Manuel did not answer directly. “A man with reputation,” he said easily. “A man the people know. A man, for example, with the scalps of Fidel and Raul at his belt.”

“You mean yourself?”

Manuel shrugged. “Someone must take the job. And it would be good to have a man as an assistant. An American, so that the United States will know that Cuba is with the Americans and not the Communists. A man like yourself, for example.”

They left it there. But later Fenton thought of the conversation and something like sickness spread through his body. This was the revolution, this was the rising of the people—with Manuel already hungry for power, long before Castro was dead. This was the revolution.

Well, to hell with it. He had his job to do and that was all that concerned him. Castro was a dictator and he would die. The revolution would go on and he, Fenton, would join it.

In time, Manuel, or someone like him, would be the dictator—probably as despotic a one as Castro, perhaps worse. But that was no concern of Fenton’s.
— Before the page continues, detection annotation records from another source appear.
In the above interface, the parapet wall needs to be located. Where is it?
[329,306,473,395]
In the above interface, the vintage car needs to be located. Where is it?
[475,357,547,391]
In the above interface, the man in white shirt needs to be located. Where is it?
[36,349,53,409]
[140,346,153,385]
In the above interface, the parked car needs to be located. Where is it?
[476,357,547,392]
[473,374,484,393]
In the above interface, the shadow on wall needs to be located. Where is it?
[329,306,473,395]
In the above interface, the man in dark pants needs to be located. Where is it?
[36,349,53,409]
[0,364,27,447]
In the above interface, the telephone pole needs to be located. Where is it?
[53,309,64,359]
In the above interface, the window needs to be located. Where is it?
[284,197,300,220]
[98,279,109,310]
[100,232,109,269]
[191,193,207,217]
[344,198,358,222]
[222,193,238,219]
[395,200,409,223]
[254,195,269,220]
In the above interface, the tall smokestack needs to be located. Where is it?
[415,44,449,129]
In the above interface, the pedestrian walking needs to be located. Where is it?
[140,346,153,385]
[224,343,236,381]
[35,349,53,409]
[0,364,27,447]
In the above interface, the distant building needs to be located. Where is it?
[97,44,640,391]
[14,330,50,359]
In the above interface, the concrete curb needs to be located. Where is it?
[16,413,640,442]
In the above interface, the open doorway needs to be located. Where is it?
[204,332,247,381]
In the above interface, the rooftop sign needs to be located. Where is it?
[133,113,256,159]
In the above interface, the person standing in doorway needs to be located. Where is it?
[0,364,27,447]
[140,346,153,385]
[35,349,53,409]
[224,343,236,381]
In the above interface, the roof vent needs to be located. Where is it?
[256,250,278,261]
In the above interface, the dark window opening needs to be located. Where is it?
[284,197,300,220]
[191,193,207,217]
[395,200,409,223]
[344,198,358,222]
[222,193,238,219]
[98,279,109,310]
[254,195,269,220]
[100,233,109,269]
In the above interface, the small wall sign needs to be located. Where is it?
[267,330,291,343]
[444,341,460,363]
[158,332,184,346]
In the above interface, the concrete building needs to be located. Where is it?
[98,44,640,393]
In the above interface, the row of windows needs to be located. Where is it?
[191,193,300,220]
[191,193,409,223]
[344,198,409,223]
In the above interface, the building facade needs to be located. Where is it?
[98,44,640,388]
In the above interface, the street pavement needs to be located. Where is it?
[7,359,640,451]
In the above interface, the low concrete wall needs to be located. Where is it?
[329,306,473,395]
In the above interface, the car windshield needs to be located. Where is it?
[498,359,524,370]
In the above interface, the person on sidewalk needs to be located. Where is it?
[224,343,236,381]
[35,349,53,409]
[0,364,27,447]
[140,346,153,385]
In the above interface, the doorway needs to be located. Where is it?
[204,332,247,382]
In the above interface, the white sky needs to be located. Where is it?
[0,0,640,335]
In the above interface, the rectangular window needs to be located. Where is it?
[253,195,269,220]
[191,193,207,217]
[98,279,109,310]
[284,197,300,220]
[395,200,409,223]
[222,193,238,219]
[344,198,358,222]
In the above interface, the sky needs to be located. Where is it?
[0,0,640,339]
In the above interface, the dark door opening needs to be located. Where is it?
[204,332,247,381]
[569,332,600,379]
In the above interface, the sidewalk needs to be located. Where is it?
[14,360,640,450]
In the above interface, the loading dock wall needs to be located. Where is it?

He would be dead before it happened.

EIGHT

It was a short while past midnight on the first of January, 1959. Fulgencio Batista loaded a limousine with his luggage. His second wife and three of his children were with him, ready to leave the presidential estate at Kuquine. Batista said farewell to his servants, told them that the family was off on a brief trip. Then, with his limousine flanked by secret service cars carrying troops with submachine guns, the dictator headed for Camp Columbia.

Within two hours, Batista’s plane was in the air, headed for sanctuary in the Dominican Republic. Like a thief in the night, the strong man of Cuba had stolen out of his own country. His time for power was over and he could now do nothing more than save his own life.

The revolution was an unqualified success. The following day Castro and his bearded followers rode in triumph through the streets of every principal city of the islands. Crowds thronged after them, screaming Castro’s name at the tops of their lungs. The Twenty-sixth of July Movement, a movement pledged to the hilt to freedom and liberty, had triumphed.

The victory of Castro was the defeat of Castro. The shouts of acclaim for the revolution were that revolution’s death-knell. Because men who win wars are poor at making peace, and men who win fame as rebels are all too often unequal to the task of governing the land they have liberated. The switch from traitor to hero is too sudden, the new role too difficult to play properly.

There have been exceptions—George Washington in America, for one. But the exceptions are few and far between. It is all too simple for the men who overthrow dictators to step nimbly into the dictator’s shoes, all too easy for the liberator to place his own chains upon his nation.